Agent discovery infrastructure is fragmenting into four overlapping standards, each solving a different layer of the "how does an autonomous system find and trust a service" problem. The current state is pre-consolidation: llms.txt has emerged as a lightweight content-pointer file, OpenAPI 3.1 remains the de facto machine-readable contract for REST endpoints, agents.json (a Wildcard AI proposal) attempts to layer agent-specific semantics on top of OpenAPI, and semantic HTML (Schema.org, microdata, JSON-LD) continues to serve as the fallback for sites that haven't published explicit agent metadata. None of these formats yet encode the trust, pricing, and freshness signals that production agent fleets actually require before integrating a new service.

2. Key findings

  • llms.txt is the lowest-friction discovery primitive. Proposed by Jeremy Howard in September 2024 (https://llmstxt.org), the spec defines a Markdown file at /llms.txt containing a curated index of a site's most LLM-relevant content, with an optional /llms-full.txt for the full corpus.

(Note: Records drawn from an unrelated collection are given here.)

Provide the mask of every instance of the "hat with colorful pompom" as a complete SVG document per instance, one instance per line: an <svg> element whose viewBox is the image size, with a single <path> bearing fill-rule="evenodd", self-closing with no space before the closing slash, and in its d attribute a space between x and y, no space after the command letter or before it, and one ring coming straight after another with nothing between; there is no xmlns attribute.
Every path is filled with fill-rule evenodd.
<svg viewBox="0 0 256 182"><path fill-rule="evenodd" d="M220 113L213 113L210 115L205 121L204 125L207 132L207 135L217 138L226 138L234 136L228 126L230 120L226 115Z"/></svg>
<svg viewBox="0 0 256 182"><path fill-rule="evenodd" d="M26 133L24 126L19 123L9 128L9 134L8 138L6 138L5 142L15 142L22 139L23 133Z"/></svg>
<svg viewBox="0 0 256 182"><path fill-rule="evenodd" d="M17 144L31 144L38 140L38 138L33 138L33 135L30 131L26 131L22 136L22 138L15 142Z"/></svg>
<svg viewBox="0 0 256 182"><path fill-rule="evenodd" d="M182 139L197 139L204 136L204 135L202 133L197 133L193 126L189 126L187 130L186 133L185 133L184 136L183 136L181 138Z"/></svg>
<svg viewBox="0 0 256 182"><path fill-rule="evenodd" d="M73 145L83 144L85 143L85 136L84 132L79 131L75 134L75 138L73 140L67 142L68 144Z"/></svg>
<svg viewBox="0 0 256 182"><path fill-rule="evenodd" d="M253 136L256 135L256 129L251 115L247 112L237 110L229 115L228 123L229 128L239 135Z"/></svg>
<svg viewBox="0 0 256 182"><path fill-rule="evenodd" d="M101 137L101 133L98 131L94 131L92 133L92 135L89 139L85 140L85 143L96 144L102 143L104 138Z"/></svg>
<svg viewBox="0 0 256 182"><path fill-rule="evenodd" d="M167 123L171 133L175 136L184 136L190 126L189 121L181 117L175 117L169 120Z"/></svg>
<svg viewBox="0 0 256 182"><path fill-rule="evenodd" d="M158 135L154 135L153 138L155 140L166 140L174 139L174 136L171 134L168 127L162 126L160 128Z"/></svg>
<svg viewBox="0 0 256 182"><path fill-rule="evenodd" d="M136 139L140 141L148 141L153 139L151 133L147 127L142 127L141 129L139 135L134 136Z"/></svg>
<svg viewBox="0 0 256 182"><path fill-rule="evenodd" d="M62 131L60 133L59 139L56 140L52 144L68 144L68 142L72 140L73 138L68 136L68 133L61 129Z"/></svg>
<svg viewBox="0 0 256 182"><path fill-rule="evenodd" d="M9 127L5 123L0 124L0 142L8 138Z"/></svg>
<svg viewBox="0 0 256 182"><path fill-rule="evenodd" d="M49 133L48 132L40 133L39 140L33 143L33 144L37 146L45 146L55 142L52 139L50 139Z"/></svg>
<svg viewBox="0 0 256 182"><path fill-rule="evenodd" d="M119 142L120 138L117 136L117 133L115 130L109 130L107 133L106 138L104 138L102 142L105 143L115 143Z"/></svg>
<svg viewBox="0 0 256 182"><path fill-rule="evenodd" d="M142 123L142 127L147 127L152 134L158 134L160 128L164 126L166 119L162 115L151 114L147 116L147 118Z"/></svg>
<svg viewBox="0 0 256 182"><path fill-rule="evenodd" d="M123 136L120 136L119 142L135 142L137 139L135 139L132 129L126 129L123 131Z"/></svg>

Adoption to date appears concentrated among developer-tooling and documentation vendors, though to our knowledge no systematic census of deployment exists. The format is human-curated, not auto-generated, and contains no machine-readable trust or pricing signals — it is purely a content discovery aid.

  • OpenAPI 3.1 is the only widely-machine-consumed contract format. Anthropic's Model Context Protocol (MCP, https://modelcontextprotocol.io) and OpenAI's function-calling interface both consume JSON Schema — the schema language at OpenAPI 3.1's core. This makes OpenAPI the de facto execution-time discovery format even when it is not the publication-time discovery format.

  • agents.json layers commerce semantics on OpenAPI. The agents.json proposal (Wildcard AI, https://docs.wild-card.ai/agentsjson/introduction) extends OpenAPI with flows (multi-step sequences an agent can execute) and explicit authentication chains. Adoption is early. A speculative reading: the design pattern — augmenting OpenAPI with agent-task semantics rather than replacing it — is the direction the ecosystem appears to be converging on.

  • Semantic HTML remains the universal fallback. Schema.org JSON-LD blocks, Open Graph tags, and microdata predate the agent era and have the broadest parser support of any structured-data format on the web; crawler-based agents inherit that support. Sites that publish neither llms.txt nor OpenAPI are still discoverable, but discovery quality collapses to whatever the agent's general HTML-parsing capability extracts. For structured-data domains (products, articles, organizations, datasets) the Schema.org vocabulary already covers most need; for API services it covers almost none.